Significant Inheritance Coming for Half of Households
According to data from Statistics Canada, nearly 50% of households can expect to inherit a significant amount. In fact, the aggregate net worth in 2012 of all senior households was $2.18 trillion while the number of households headed by someone between 45 and 65 was 5.8 million. Dividing the numbers, each household would receive an average inheritable amount of $375,000 prior to factoring in taxes. And studies have shown that seniors over 70, and even more so over 80, are net savers (probably mostly from pension benefits,) which means their net worths are likely to get even bigger before passing down their inheritances. 🙂
In a more recent survey of about 1,500 people, investment firm Edward Jones reported that 49% of Canadians are not expecting a “significant” inheritance. I’m not sure what defines significant in this case. But that would also mean 51% of Canadians do expect a meaningful inheritance. Yay! The survey also found that “61% of those aged 55 to 64 and 57% of those aged 65 and older are expecting to leave a “significant contribution” after they die.” This is good news. It means most of us are getting some kind of inheritance. 🙂
Don’t Screw Up Your Inheritance
For those of us who are lucky enough to receive an estate windfall, it is important that we know how to manage it. Living modestly can make our winnings last a lifetime. We should also try to avoid what Lorette Taylor did in this CBC article. After her father passed away she was tasked with disbursing the inheritance money. This includes giving $846,648 to her brother who lives 5 hours away from her by car. So she obtained a bank draft for $846,648 which was addressed to her brother and sent it to him via UPS.

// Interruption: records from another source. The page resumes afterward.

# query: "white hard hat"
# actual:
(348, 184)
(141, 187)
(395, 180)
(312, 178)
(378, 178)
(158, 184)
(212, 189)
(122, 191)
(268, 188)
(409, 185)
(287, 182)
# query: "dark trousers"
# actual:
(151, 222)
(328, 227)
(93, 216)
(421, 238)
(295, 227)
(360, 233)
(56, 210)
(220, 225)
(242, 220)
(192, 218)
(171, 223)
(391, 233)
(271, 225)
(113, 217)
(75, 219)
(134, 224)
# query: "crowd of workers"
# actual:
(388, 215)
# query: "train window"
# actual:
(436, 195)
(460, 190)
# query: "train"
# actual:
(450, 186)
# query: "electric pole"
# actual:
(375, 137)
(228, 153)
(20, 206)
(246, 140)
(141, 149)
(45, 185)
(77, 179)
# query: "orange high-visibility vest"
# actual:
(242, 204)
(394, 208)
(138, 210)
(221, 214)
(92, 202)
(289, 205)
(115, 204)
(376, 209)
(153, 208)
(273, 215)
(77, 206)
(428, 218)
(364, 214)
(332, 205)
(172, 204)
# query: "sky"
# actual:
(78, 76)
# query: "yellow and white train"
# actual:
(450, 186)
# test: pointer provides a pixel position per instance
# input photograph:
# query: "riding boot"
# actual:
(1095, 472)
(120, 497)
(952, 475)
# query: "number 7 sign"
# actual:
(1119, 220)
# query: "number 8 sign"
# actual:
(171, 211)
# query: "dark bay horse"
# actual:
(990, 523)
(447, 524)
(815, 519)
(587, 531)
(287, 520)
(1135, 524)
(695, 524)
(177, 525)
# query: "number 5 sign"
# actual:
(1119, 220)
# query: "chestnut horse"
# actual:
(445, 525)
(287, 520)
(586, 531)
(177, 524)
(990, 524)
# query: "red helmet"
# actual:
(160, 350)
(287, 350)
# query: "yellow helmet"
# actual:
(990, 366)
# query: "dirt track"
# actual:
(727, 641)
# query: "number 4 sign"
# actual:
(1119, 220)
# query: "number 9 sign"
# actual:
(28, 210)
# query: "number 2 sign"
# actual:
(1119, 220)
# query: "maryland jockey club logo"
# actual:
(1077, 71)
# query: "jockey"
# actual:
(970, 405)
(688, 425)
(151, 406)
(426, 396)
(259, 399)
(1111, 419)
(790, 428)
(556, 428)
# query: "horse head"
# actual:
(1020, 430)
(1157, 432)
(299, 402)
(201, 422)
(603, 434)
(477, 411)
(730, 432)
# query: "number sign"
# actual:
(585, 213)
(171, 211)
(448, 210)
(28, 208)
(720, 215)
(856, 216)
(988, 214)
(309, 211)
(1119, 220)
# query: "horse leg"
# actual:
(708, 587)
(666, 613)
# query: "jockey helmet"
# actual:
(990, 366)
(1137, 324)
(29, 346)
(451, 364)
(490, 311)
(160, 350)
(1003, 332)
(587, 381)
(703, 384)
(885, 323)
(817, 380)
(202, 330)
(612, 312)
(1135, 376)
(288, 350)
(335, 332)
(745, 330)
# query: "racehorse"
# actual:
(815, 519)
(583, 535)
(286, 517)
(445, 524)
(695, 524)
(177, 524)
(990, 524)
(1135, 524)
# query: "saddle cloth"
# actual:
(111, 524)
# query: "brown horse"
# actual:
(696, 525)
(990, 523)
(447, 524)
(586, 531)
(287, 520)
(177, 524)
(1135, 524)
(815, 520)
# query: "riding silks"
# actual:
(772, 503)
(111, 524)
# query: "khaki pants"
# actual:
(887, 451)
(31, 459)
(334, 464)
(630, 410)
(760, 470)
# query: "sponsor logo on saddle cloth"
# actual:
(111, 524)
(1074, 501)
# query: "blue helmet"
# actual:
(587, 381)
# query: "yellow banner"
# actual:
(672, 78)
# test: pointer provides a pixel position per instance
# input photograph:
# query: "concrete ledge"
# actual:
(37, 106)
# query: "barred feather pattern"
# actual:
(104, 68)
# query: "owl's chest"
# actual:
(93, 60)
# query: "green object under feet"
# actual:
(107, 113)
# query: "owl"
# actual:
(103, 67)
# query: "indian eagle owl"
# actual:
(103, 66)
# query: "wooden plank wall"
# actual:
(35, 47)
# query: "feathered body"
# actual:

However, UPS lost the package. 🙁 It became an uphill battle for Lorette, but after nearly a year TD has finally agreed to settle the matter and write her another bank draft.
Something silly like this should never happen to anyone. In terms of who was at fault, I think everyone made some mistakes. UPS messed up because it failed to deliver a basic service and lost the client’s bank draft. TD screwed up because it didn’t train its worker properly to advise a wire transfer or EFT in this situation, instead of a bank draft. And Lorette also should do some research and ask more questions before handling the inheritance money. A bank draft is as good as cash. Unlike a regular cheque, the money is immediately taken out of a client’s bank account as soon as the bank draft is created. You can’t cancel an existing bank draft in the same way you can a personal cheque. If Lorette understood how bank drafts works in the beginning she probably wouldn’t have trusted it to UPS. This is why no matter how much money we have, we also need financial literacy if we plan to hold onto our money.
The lesson here is to use wire transfers (which is traceable) when moving large sums of money, such as an inheritance. And also, never send a bank draft in the mail. 🙂
Random Useless Fact:
Superstition in Bangladesh leads to overweight crocodiles.